1)賃貸人及び賃借人における当該建物の必要性
2)建物の賃貸借における経過状況(善管注意義務の遂行、債務不履行の有無、など)
3)建物の利用状況(契約に即した使途での利用、など)
4)建物の現況(老朽化の度合、不適合部分の発生、など)
5)財産面での給付(立ち退き料の支払い)

上記の要件から正当と判定されない限り、立ち退き要求は認められません。ちなみに、立ち退き料に関する法的な規定はありません。

不動産の業界用語・立ち退き要求における立ち退き料(住居用)

立ち退き料の金額に関しては、相場というようなものはなく、個々の事例によって異なります。基本的に、過去の立ち退き訴訟における裁判所の判例を参考にして金額を決めることになります。例えば、借家を居住用としている入居者の場合は、立ち退き料の中に以下などの金額を含めることができます。
1)引越し先の敷金や礼金などの費用
2)引越しに関わる費用
3)電気やガス、電話などの公共料金の解約手続き費用
4)慰謝料(精神的負担に対する損害賠償)

一般的に、賃借人が立ち退く前と同等の住環境を得られるための費用を、賃貸人は負担することになります。

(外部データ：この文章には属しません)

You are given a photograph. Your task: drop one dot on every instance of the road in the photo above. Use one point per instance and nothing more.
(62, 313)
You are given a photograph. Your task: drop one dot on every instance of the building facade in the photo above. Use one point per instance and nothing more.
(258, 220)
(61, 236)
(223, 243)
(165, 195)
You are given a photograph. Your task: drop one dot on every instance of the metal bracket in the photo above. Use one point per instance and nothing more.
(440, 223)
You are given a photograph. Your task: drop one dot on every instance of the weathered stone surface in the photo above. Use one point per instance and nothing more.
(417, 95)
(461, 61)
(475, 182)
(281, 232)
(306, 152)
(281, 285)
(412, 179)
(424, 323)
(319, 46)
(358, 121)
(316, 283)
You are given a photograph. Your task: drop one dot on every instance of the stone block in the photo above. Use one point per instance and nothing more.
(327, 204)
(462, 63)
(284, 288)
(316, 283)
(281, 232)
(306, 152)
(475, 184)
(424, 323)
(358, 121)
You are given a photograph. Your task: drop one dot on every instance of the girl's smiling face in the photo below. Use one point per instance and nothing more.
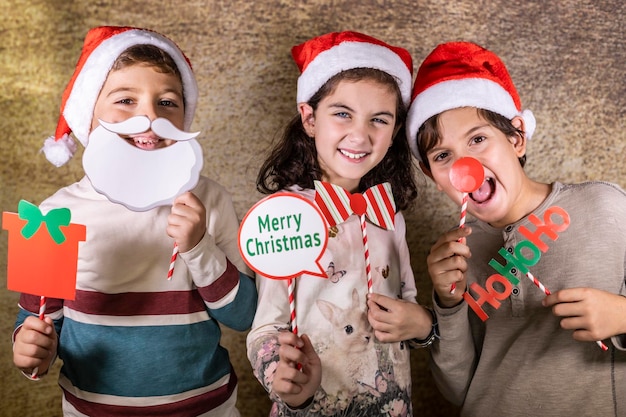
(353, 127)
(506, 195)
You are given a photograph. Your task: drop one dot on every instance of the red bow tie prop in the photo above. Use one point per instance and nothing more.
(376, 204)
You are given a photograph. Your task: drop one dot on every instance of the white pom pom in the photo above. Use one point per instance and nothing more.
(529, 123)
(59, 151)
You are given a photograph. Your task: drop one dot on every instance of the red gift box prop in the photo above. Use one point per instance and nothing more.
(39, 265)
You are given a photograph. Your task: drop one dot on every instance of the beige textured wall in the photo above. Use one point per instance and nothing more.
(567, 58)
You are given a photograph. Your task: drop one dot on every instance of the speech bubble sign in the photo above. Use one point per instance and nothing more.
(283, 236)
(467, 174)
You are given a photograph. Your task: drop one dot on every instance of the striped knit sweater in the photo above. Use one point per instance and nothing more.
(133, 343)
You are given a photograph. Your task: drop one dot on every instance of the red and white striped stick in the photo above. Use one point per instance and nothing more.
(170, 272)
(291, 284)
(466, 175)
(366, 252)
(42, 315)
(461, 225)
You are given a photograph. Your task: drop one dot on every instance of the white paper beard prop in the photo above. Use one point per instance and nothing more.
(141, 179)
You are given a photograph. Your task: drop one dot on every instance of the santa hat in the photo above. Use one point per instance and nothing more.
(102, 46)
(460, 74)
(321, 58)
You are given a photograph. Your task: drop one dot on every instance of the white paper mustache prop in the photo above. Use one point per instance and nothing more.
(142, 179)
(161, 127)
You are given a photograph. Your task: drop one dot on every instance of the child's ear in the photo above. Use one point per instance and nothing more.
(426, 171)
(519, 141)
(307, 115)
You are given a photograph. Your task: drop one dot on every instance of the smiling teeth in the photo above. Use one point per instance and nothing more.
(352, 155)
(145, 141)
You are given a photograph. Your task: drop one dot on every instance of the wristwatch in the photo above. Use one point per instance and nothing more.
(434, 334)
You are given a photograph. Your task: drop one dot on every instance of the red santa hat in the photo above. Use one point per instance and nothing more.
(321, 58)
(102, 46)
(463, 74)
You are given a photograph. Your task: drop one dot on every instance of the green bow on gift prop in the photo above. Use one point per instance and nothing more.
(53, 220)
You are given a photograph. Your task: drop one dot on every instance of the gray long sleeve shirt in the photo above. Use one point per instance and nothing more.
(519, 361)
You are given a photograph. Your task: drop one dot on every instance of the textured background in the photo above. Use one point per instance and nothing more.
(566, 57)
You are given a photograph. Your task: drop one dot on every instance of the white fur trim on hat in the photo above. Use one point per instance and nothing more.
(468, 92)
(350, 55)
(80, 104)
(58, 152)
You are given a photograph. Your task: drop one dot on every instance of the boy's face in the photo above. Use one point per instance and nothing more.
(504, 196)
(139, 90)
(353, 128)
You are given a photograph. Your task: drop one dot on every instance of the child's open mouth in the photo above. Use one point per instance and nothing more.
(485, 191)
(352, 155)
(145, 143)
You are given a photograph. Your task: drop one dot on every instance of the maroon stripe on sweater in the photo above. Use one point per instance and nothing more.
(186, 408)
(221, 286)
(137, 303)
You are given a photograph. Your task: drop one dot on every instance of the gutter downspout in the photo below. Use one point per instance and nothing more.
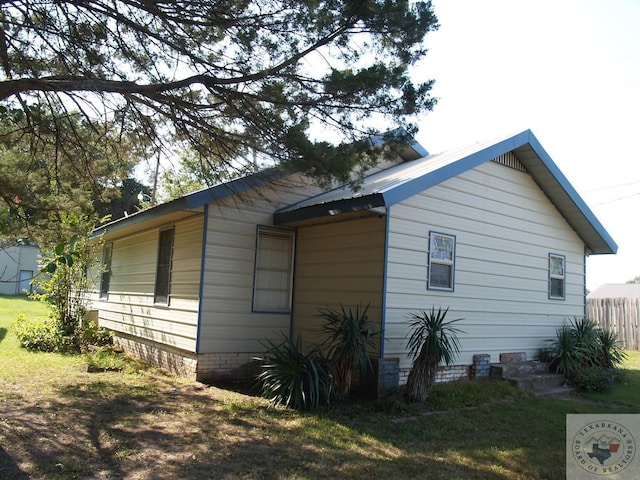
(384, 281)
(202, 270)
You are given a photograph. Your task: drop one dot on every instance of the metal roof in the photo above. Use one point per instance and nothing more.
(193, 203)
(399, 182)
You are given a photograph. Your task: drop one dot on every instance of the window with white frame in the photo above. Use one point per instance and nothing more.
(105, 276)
(163, 268)
(557, 276)
(273, 277)
(442, 254)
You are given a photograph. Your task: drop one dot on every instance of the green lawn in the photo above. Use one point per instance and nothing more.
(59, 421)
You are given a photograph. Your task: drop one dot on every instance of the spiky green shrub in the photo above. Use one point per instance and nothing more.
(290, 377)
(586, 354)
(348, 337)
(433, 340)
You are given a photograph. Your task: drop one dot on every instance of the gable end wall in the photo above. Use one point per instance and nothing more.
(505, 228)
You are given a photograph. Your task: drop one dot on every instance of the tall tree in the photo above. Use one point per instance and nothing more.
(302, 84)
(43, 179)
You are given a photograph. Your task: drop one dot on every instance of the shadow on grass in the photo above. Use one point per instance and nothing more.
(157, 430)
(8, 468)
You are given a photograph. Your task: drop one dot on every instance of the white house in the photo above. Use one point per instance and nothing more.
(18, 265)
(494, 232)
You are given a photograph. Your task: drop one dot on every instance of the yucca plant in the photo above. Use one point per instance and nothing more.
(293, 378)
(567, 356)
(433, 340)
(349, 339)
(585, 354)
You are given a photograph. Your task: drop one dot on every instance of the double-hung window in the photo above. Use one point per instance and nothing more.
(163, 269)
(442, 254)
(273, 276)
(557, 276)
(105, 275)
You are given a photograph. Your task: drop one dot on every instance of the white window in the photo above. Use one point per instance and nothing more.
(273, 278)
(442, 254)
(557, 276)
(105, 276)
(163, 268)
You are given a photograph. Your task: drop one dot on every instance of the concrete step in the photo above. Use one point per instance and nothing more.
(505, 370)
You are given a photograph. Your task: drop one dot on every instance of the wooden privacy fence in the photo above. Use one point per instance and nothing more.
(619, 315)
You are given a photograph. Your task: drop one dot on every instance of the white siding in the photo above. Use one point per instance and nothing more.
(130, 305)
(505, 228)
(228, 324)
(338, 264)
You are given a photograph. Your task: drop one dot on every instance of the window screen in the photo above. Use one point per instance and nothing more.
(163, 270)
(273, 276)
(442, 251)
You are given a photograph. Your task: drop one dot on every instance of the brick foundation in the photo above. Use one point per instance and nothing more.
(481, 367)
(446, 373)
(177, 361)
(209, 367)
(227, 367)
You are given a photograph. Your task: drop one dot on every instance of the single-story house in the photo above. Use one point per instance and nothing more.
(493, 231)
(616, 307)
(18, 266)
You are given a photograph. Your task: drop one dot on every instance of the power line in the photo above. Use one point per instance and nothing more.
(618, 199)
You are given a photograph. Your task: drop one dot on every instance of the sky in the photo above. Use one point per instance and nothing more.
(569, 70)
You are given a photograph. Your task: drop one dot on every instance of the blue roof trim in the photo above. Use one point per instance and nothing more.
(193, 201)
(571, 192)
(519, 141)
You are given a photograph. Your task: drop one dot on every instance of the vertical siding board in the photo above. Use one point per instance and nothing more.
(227, 323)
(620, 316)
(505, 228)
(338, 264)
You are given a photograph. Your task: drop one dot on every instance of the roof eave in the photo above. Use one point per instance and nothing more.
(338, 207)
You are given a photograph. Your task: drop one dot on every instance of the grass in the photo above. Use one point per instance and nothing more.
(58, 421)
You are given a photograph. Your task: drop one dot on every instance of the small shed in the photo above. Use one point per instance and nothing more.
(18, 265)
(616, 307)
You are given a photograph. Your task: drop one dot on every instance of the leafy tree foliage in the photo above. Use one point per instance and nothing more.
(303, 84)
(42, 179)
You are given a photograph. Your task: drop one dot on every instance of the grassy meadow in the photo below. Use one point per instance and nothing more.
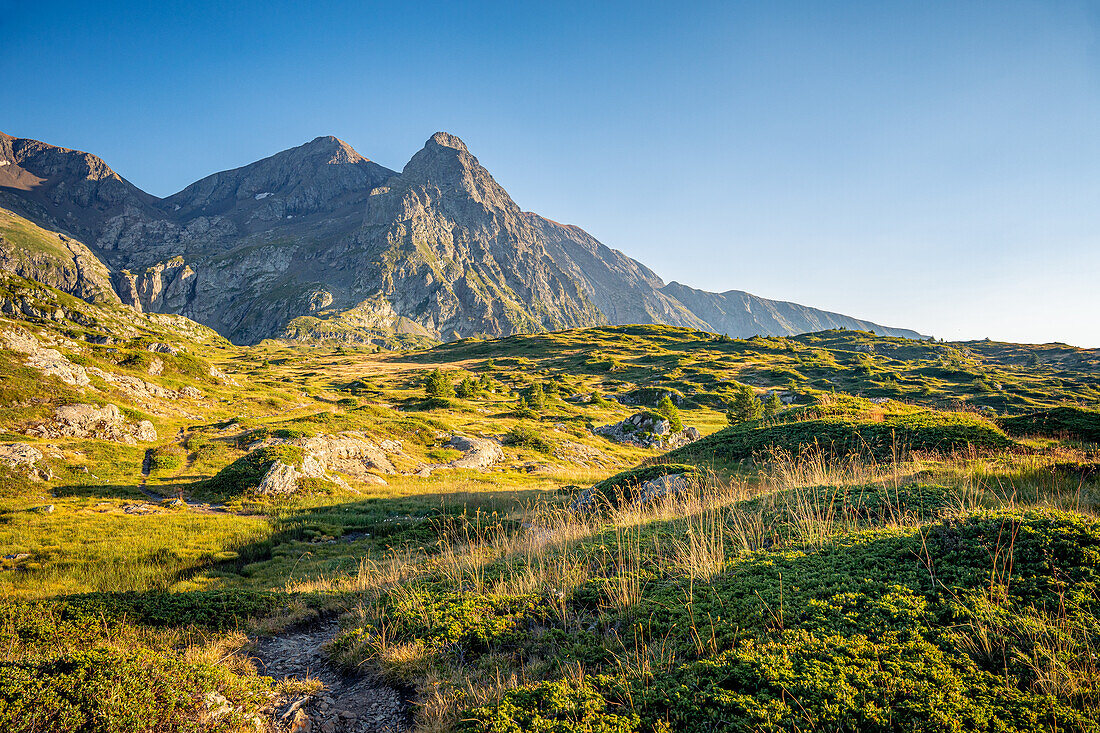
(911, 542)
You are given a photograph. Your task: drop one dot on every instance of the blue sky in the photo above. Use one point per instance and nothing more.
(921, 164)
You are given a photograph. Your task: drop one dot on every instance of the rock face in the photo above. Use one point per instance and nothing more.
(50, 362)
(663, 487)
(86, 420)
(282, 479)
(24, 458)
(53, 259)
(353, 455)
(319, 242)
(648, 430)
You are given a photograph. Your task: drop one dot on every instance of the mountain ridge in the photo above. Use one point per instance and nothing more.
(319, 231)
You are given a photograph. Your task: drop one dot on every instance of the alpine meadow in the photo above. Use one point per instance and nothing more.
(319, 446)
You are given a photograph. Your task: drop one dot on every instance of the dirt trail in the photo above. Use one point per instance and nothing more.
(345, 703)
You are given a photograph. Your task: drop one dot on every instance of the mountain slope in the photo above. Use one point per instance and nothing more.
(740, 315)
(318, 241)
(64, 189)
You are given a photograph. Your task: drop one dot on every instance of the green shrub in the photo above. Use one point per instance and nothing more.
(558, 707)
(525, 436)
(244, 474)
(438, 385)
(669, 411)
(745, 406)
(1074, 423)
(468, 389)
(846, 427)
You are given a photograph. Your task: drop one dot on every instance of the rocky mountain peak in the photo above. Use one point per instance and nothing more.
(65, 189)
(447, 140)
(311, 177)
(447, 167)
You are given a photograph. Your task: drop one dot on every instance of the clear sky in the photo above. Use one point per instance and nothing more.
(932, 165)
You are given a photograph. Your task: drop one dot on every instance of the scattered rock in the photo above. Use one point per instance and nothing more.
(352, 453)
(84, 420)
(282, 479)
(578, 452)
(670, 484)
(215, 372)
(480, 452)
(48, 361)
(648, 430)
(344, 703)
(24, 458)
(142, 390)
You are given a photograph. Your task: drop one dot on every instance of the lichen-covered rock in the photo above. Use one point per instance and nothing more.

不動産の業界用語・立ち退き要求における立ち退き料(事業用)

賃借人が借家を事業用として利用していた場合は、立ち退きによって発生する経済的な損失(逸失利益など)を負担しなければなりません。基本的に賃貸人は以下などの費用を提供します。
1)移転費用(引越し先の敷金、礼金などの契約金)
2)借家権価値(借家における営業によって構築された建物の経済的価値)
3)営業補償(営業上の逸失利益、従業員の給与、得意先喪失の補填など)

借家が事業用の場合は、単に売上が無くなるわけではなく、その場所で築き上げた経済的価値という見えない価値も失うため、数字的評価が非常に難しくなります。判例では、事業内容と借家との相関関係を考慮して判定されます。例えば、IT企業のようにどこでも営業できるような業者と、地元に独自の商品を販売してきたような商店では、補償内容が全く異なります。

不動産の業界用語・「定期借家契約」が良い理由

同じ借家でも、期間の定めのない「普通借家契約」と、期間を定めた「定期借家契約」では条件が変わります。普通借家契約の場合は契約期間が満了しても、正当な理由がない限り賃貸人は契約更新を拒否できません。一方、定期借家契約は契約更新の無いことが予め定められています。従って、普通借家契約と定期借家契約では、対応が全く異なったものになります。

まとめ

借地借家法では賃借人が厚く保護されているため、建物の立替えや売却という理由で、賃貸借契約を終了させることは基本的にできません。ちなみに、賃貸人の権利を確保するため、現在の借地借家法は旧借地借家法に無かった、定期借家契約が認められています。